It is easily purified by medium pressure liquid chromatography. t-Butoxycarbonyl and t-butyl ester by treating N-t-butoxycarbonyl-S-benzyloxycarbonyl-aminoethyl-L-cysteinyl-L-proline-t-butyl ester with trifluoroacetic acid for 1 hour at room temperature. Remove protecting group. The resulting trifluoroacetate (1.44 g, 2.31 mmol) and 2-oxo-4
- Phenylbutyric acid (2.01 g, 11.3 mmol) is dissolved in ethanol/water (1:1) and adjusted to pH 7 with sodium hydroxide. Solution of sodium cyanoborohydride (426 mg, 6.78 mmol, in 7 ml water)
is added at a rate of 1 ml/hr. using a syringe pump. If the presence of unreacted dipeptide is detected after stirring overnight, an additional 5 equivalents of the keto acid are added as the sodium salt in a minimum amount of water. Upon completion of the reaction, the product is absorbed into Dowex50 (H ⁺ ) (50-100 meshes). The ion exchange column is made aqueous by rinsing with water and eluted with 2% pyridine water. The product-rich fractions are evaporated to dryness and then lyophilized to obtain a white powder solid. Removal of carbobenzoxy group 30-32% in glacial acetic acid
This is achieved by treatment with HBr for 15 minutes at room temperature. The resulting HBr salt is absorbed onto Dowex50 (H ⁺ ). The free amine is eluted from the column with 2% pyridine in water. The product fraction was distilled off and then lyophilized to give N-[S-(2-aminoethyl)-N-(1-carboxy-3-phenylpropyl)-L-cysteinyl]-L-proline as a white fluffy product. obtained as a solid. The nmr spectrum is consistent with the structure.
The mass spectrum is 567 m/m for the disilylated species.
A base peak is given at 477m/e for the loss of the ∧S∧NH ₂ chain by giving the molecular ion to e. Example 2 N-[S-(3-aminopropyl)-N-(1-carboxy-3-phenylpropyl)-L-cysteinyl]-L-proline benzyloxycarbonyl-3-bromopropylamine was prepared from the literature (H .Lindley.Austral.J.Chem.
12, 296, 1959) for the preparation of benzyloxycarbonyl-2-bromoethylamine. Crude product (5.20g)
is reacted with L-cysteine (2.21 g) at pH=9-10 for 1 hour in the presence of 2% sodium iodide (57 mg). Upon acidification to PH=4.0, the product precipitates out, which is then filtered and dried. S-
Benzyloxycarbonylaminopropyl-L-
The amino group of cysteine (2.60 g) is protected using di-t-butyl dicarbonate (1.91 g) in _t -butanol-H2O. N-t-butoxycarbonyl-S-benzyloxy-carbonylaminopropyl-L-cysteine (2.75g) and L
A solution of dicyclohexylcarbodiimide in methylene chloride is added to a mixture of -proline-tert-butyl ester (922 mg) in methylene chloride at 0°C and the mixture is stored at 0°C overnight.

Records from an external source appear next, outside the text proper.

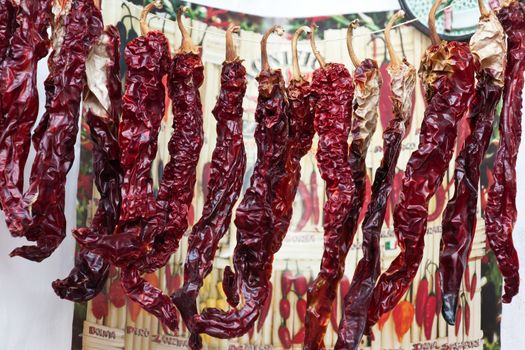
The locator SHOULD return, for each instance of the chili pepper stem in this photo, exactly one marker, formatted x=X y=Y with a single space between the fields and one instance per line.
x=483 y=9
x=316 y=52
x=264 y=52
x=187 y=44
x=394 y=60
x=144 y=29
x=296 y=71
x=349 y=37
x=434 y=36
x=231 y=54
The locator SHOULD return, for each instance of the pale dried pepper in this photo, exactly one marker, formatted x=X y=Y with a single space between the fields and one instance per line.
x=101 y=109
x=357 y=300
x=488 y=45
x=227 y=169
x=501 y=213
x=332 y=90
x=39 y=213
x=447 y=71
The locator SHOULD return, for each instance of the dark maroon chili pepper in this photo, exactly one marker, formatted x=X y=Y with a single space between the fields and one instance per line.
x=356 y=301
x=40 y=217
x=332 y=90
x=448 y=71
x=101 y=108
x=225 y=182
x=459 y=219
x=24 y=42
x=253 y=254
x=501 y=213
x=337 y=243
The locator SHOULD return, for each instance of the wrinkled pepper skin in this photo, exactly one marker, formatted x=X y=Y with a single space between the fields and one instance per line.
x=179 y=176
x=459 y=219
x=447 y=71
x=332 y=91
x=24 y=42
x=501 y=212
x=357 y=300
x=143 y=108
x=101 y=109
x=227 y=169
x=253 y=254
x=41 y=219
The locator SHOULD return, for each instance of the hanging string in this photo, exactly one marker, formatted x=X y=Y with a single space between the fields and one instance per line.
x=207 y=32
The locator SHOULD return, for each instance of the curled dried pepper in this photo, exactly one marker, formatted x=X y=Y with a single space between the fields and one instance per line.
x=447 y=70
x=501 y=212
x=101 y=109
x=227 y=169
x=459 y=219
x=332 y=90
x=367 y=82
x=24 y=40
x=253 y=254
x=357 y=300
x=39 y=214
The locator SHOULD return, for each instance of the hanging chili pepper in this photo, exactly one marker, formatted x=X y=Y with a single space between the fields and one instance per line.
x=39 y=214
x=101 y=109
x=448 y=71
x=23 y=42
x=332 y=90
x=459 y=219
x=357 y=300
x=143 y=107
x=253 y=254
x=501 y=212
x=225 y=183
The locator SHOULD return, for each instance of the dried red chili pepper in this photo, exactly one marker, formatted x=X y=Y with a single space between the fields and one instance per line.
x=341 y=221
x=23 y=42
x=448 y=71
x=39 y=214
x=225 y=183
x=253 y=254
x=459 y=219
x=101 y=108
x=357 y=300
x=501 y=213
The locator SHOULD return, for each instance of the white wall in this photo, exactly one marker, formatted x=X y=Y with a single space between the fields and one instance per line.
x=32 y=317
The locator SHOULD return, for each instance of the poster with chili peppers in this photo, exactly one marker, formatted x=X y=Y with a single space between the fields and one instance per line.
x=112 y=320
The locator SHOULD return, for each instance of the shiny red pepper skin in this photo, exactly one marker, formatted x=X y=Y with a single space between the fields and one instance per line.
x=332 y=90
x=102 y=112
x=24 y=41
x=253 y=254
x=40 y=218
x=359 y=295
x=459 y=218
x=501 y=213
x=227 y=169
x=449 y=92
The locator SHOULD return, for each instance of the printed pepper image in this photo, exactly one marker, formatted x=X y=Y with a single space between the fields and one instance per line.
x=227 y=169
x=39 y=213
x=256 y=241
x=447 y=70
x=23 y=43
x=459 y=219
x=102 y=108
x=501 y=213
x=359 y=295
x=332 y=90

Standard extraction procedure The crude dipeptide was purified by low pressure liquid chromatography on silica gel (LPS-2, 37-53 μm) using ethyl acetate/hexane (1:1) and purified as pure N-t-butoxycarbonyl-S.
-benzyloxycarbonylaminopropyl-L
-Cysteinyl-L-proline-t-butyl ester (1.91 g) is obtained. Trifluoroacetic acid (10
ml) at room temperature for 1 hour to remove the protecting groups from the t-butoxycarbonyl and t-butyl ester groups to give S-benzyloxycarbonylaminopropyl-L-cysteinyl-L-proline (1.86
Obtain the TFA salt of g). TFA salt (1.00g)

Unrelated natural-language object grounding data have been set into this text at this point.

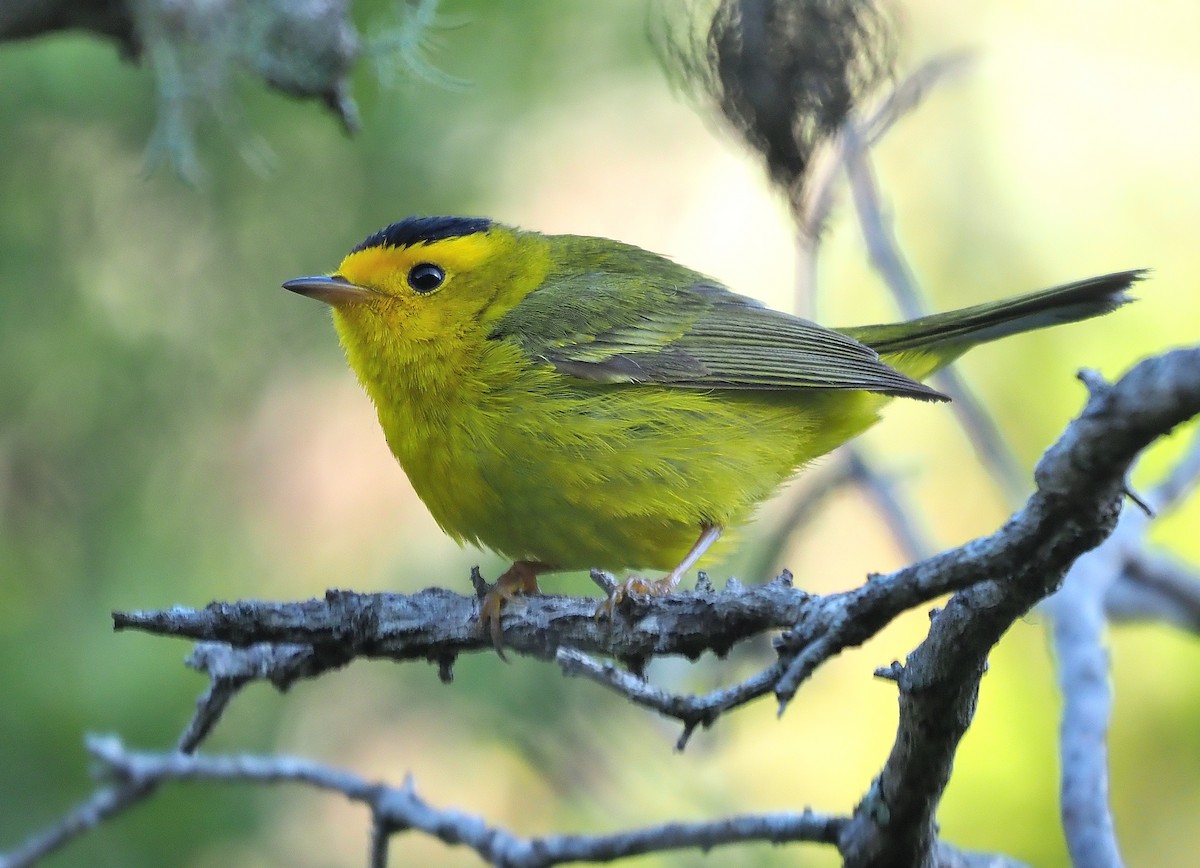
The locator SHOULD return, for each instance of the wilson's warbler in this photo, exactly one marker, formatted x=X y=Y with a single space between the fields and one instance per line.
x=575 y=402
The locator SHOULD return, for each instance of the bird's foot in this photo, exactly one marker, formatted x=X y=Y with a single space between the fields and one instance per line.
x=519 y=579
x=636 y=586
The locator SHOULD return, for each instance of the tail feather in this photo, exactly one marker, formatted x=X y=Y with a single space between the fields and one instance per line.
x=947 y=335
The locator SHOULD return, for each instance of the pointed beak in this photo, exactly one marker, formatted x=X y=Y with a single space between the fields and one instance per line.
x=331 y=289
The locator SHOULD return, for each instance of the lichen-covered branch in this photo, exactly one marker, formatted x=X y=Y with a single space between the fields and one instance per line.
x=1081 y=483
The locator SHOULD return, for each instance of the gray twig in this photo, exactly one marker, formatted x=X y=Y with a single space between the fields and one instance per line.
x=115 y=798
x=886 y=256
x=1080 y=484
x=400 y=808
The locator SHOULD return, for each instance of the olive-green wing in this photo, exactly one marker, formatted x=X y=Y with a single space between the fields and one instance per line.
x=623 y=328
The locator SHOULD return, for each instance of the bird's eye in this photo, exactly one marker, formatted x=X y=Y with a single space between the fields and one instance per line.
x=425 y=276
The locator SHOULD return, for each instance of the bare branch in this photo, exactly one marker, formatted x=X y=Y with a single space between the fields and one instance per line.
x=1080 y=488
x=882 y=490
x=1079 y=628
x=117 y=798
x=1156 y=587
x=401 y=808
x=888 y=261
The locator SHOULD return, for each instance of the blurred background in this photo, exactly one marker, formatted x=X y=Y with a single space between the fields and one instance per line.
x=174 y=427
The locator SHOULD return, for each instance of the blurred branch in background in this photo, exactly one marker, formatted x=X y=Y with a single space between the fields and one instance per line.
x=305 y=49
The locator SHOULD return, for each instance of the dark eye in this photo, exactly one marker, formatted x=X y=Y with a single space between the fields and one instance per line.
x=425 y=277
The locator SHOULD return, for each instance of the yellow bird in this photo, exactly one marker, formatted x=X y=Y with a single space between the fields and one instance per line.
x=575 y=402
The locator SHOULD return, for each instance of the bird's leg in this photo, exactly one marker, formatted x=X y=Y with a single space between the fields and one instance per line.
x=519 y=579
x=667 y=584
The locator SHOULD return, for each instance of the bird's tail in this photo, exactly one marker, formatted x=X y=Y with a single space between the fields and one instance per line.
x=919 y=347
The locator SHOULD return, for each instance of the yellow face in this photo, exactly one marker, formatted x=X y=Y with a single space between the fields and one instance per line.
x=436 y=289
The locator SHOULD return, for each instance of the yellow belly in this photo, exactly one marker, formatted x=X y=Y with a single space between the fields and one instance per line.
x=540 y=466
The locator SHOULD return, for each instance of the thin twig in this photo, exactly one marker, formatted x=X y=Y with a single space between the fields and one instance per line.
x=888 y=261
x=402 y=808
x=115 y=798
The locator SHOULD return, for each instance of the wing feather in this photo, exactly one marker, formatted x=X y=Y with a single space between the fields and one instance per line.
x=677 y=328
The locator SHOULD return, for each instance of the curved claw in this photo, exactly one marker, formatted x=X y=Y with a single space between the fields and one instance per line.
x=635 y=586
x=519 y=579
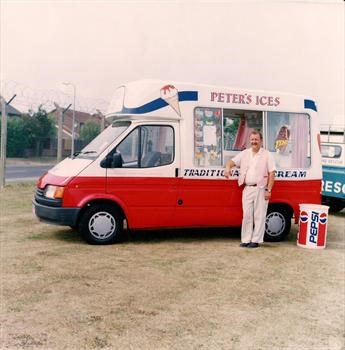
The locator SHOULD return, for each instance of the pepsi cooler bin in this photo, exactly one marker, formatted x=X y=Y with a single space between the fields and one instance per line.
x=313 y=220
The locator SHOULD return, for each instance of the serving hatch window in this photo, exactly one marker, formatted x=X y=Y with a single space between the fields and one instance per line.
x=207 y=136
x=237 y=126
x=330 y=151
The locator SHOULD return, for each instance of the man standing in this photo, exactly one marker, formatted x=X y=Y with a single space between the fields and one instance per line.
x=257 y=171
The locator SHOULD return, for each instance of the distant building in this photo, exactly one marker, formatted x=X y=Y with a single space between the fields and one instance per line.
x=11 y=111
x=81 y=118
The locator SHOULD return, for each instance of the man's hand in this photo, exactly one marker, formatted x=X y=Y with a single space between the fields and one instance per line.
x=229 y=165
x=227 y=173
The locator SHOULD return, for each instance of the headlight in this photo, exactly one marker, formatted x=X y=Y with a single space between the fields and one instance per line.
x=54 y=192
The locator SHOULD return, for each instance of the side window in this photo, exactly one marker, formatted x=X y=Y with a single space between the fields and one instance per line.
x=207 y=136
x=147 y=146
x=288 y=137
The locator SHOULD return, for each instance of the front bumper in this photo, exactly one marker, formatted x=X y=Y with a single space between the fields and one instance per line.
x=56 y=215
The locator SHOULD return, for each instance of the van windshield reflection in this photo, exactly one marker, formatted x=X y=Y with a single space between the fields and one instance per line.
x=103 y=140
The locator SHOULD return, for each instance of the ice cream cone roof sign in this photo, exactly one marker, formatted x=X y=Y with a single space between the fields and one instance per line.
x=170 y=95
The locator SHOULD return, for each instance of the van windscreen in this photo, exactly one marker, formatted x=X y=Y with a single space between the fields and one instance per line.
x=103 y=140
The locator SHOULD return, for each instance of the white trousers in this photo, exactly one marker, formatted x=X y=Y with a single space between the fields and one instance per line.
x=254 y=208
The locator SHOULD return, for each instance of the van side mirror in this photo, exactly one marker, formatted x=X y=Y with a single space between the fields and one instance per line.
x=112 y=161
x=117 y=160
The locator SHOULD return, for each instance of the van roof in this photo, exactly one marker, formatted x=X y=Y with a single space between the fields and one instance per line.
x=153 y=96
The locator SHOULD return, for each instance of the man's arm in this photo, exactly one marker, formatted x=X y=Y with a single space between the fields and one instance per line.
x=270 y=184
x=229 y=165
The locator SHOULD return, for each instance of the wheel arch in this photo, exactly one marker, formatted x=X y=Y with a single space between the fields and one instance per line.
x=98 y=201
x=288 y=208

Reductive alkylation is carried out using phenyl-2-oxo-butyric acid (1.70 g) in the presence of sodium cyanoborohydride (360 mg) at pH 6.8 in a conventional manner. After treatment with Dowex50 (H ⁺ ), the product (226
mg) with 30-32% HBr/HoAc (5 ml) for 30 minutes at room temperature. After evaporating off the HBr/HoAc, the residue is dissolved in 20 ml H ₂ O/MeOH (5:1) and placed on a Dowex 50 (H ⁺ ) column (60 ml).
This was eluted with 2% pyridine-H ₂ O (250 ml),
N-[S-(3-aminopropyl)-N-(1-carboxy-3-phenylpropyl)-L-cysteinyl]-L-proline (178 mg) is obtained. Furthermore LH
A purified product (89 mg) was obtained by -20 chromatography. The mass spectrum shows the parent peak at 711 m/e [M ⁺
−15(CH ₃ )] M ⁺ +1 = 726 m/e
(4MS), 608 m/e [M ⁺ −117 (−CO ₂ TMS)], and 511 m/e [M ⁺ −214

[Formula]] is shown. nmr (D ₂ O) is a spike waveform at 7.2δ (5H, aromatic H), a broad multiplet at 4.0-4.35δ (3H, methine H), and a summation for 18H.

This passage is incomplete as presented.